To mark the 100th day since families of the disappeared began protesting in Kilinochchi, over 1000 families of the disappeared from across the North-East gathered to protest blocking the A9 road in Kilinochchi town for over 5 hours on Tuesday. Civil society, clergy and university students from across the North-East and the South joined in solidarity.
In addition to the overaching demand for answers about the whereabouts of their loved ones, families had two specific demands for the government: (i) release the name list of those forcibly disappeared; and (ii) release the name list of those being held in secret detention centres and permit families access to such centres.
Families of the disappeared had requested the government to attend the protest to receive a petition with their demands and negotiate an answer. In response, the Additional Government Agent (GA) attended the protest and accepted a letter outlining those demands from the protestors and delivered it to the GA’s office. After hours of protesting in the heat, the GA came back with an offer for some participants to meet with the Prime Minister’s office. However, this offer was quickly rejected as families stated, “what is the point of meeting with the Prime Minister when he’s the one who said all of our children are either dead or abroad?” Families instead insisted that they wanted to meet the President directly. The GA told protestors that he would have to go back to his office to see whether he could arrange this.

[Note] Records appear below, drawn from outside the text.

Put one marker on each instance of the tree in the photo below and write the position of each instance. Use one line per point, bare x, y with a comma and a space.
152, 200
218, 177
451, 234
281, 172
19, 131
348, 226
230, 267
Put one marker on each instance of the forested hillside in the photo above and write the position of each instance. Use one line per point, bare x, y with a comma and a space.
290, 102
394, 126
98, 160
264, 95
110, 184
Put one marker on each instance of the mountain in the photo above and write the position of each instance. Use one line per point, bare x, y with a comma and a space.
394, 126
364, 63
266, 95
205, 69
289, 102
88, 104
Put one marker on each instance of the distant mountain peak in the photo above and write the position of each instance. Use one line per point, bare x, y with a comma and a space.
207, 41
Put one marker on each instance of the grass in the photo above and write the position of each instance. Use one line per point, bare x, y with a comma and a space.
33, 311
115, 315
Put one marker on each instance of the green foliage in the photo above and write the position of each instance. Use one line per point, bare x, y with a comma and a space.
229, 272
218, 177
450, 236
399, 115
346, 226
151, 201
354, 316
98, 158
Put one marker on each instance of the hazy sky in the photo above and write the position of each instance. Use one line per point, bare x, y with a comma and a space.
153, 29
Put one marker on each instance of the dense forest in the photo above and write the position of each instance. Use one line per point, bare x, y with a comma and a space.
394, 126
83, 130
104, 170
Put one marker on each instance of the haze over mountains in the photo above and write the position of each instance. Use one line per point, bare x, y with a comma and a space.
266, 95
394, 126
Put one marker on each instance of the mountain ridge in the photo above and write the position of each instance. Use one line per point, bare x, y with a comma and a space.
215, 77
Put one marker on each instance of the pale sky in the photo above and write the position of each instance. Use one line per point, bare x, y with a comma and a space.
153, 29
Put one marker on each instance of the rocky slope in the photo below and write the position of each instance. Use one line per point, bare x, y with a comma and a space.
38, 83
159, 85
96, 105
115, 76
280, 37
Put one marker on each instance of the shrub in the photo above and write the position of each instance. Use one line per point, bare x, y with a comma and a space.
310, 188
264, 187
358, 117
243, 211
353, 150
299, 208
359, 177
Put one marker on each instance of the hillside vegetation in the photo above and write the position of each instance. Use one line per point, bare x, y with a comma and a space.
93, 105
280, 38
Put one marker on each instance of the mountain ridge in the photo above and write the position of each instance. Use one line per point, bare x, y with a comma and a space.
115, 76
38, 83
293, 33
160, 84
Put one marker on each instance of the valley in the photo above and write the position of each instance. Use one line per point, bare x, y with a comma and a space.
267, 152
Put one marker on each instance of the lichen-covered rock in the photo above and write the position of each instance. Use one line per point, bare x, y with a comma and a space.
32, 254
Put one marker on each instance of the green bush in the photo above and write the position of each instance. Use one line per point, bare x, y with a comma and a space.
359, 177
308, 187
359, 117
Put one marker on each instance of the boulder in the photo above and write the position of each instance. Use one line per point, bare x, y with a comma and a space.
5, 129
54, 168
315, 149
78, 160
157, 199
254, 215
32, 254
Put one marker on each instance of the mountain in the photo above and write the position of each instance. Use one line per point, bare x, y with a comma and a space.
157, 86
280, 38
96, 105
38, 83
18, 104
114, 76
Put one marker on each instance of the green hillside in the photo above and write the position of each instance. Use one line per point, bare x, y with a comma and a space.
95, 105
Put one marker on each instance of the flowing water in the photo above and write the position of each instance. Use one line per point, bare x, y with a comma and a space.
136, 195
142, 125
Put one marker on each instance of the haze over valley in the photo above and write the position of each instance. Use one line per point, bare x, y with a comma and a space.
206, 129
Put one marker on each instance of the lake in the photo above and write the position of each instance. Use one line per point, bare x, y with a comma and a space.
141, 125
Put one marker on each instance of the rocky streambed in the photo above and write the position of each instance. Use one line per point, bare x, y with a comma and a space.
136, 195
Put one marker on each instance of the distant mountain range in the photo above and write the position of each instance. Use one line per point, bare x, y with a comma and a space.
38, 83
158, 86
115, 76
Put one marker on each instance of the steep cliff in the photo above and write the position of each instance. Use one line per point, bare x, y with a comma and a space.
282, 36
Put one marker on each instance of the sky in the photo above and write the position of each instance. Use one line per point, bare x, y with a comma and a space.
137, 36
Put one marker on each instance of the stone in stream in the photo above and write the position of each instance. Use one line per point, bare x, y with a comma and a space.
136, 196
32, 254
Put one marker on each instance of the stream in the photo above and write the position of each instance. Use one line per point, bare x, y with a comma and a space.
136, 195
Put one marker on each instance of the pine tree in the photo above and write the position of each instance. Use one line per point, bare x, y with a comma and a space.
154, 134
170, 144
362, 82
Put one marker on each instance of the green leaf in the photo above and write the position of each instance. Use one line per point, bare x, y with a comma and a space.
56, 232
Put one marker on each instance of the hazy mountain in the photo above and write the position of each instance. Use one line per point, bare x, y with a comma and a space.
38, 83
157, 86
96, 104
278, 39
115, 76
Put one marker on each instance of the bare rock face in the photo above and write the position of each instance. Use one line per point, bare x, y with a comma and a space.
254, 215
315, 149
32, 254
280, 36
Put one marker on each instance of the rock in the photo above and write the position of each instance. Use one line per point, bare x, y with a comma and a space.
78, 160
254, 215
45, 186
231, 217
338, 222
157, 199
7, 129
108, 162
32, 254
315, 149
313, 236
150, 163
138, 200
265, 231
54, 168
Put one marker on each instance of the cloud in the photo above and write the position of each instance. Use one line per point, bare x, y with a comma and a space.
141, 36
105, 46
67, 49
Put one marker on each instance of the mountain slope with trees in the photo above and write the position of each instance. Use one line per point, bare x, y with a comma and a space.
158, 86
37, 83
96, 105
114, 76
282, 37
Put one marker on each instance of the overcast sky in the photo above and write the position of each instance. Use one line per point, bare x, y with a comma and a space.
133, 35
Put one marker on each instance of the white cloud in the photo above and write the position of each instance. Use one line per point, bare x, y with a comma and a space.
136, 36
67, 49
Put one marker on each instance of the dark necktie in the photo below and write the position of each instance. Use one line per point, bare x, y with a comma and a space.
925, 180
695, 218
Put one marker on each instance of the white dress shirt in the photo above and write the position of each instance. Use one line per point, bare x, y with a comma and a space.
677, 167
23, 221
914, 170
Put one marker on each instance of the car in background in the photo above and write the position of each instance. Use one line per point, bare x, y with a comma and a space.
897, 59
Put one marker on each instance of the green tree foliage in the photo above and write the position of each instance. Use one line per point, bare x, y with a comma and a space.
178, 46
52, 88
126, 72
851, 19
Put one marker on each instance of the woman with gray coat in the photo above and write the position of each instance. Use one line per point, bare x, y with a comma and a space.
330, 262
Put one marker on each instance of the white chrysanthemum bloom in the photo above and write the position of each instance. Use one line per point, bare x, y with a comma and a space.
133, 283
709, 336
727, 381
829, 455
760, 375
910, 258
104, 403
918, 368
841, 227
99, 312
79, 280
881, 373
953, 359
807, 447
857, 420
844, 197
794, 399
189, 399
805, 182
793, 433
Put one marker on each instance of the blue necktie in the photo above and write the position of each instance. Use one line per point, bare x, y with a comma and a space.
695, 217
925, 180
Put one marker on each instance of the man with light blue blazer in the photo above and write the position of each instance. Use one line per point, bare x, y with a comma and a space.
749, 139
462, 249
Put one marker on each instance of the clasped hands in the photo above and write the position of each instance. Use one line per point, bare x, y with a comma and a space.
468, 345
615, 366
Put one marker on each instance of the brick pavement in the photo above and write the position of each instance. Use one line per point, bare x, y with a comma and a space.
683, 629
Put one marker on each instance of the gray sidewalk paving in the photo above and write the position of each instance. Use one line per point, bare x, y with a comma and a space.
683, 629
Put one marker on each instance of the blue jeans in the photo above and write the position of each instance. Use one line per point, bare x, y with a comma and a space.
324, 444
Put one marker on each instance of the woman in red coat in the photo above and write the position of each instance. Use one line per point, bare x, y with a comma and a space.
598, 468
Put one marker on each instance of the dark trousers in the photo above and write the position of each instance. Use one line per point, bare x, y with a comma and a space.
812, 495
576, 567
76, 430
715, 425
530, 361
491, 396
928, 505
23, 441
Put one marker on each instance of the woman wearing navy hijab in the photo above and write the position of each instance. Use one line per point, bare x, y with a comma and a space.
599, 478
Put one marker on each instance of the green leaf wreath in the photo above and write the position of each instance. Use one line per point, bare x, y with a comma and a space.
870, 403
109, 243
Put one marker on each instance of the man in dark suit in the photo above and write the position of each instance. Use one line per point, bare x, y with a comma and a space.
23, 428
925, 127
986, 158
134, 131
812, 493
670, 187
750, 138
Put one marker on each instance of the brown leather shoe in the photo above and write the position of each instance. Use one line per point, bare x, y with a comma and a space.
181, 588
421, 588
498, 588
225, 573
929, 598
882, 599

|Additional Government Agent (GA) accepting the letter stating demands of the protestors.|
At this point, the Kilinochchi Assistant Superintendent of Police facilitated a call between families of the disappeared and Northern Province Governor, Reginald Cooray. The Governor told families that he would set up a meeting with the President and would send written confirmation.
When no response from the GA came, and pending written confirmation from the Governor, families began marching to the Kilinochchi District Secretariat office. Before reaching the office protestors were given a letter from the Secretary of the Governor Northern Province. The letter stated that the President would appoint a committee for an inquiry into the grievances, as well as grant a meeting with the President – the date to be determined within the next two weeks. The families rejected the idea of yet another committee but agreed to having the meeting with the President set up within two weeks.
There was a heavy police presence throughout the day, with an official police photographer taking photos of all those gathered. At one point, when families began marching to the Kachcheri, police threatened to spray them with water if they did not turn back (see here).
While having decided to try and meet with the President to demands, families of the disappeared are determined not to allow promises without tangible actions to quell their demands. Families of the disappeared are clear that they will continue protests in Kilinochchi and across the North-East until they have real answers to where their children are.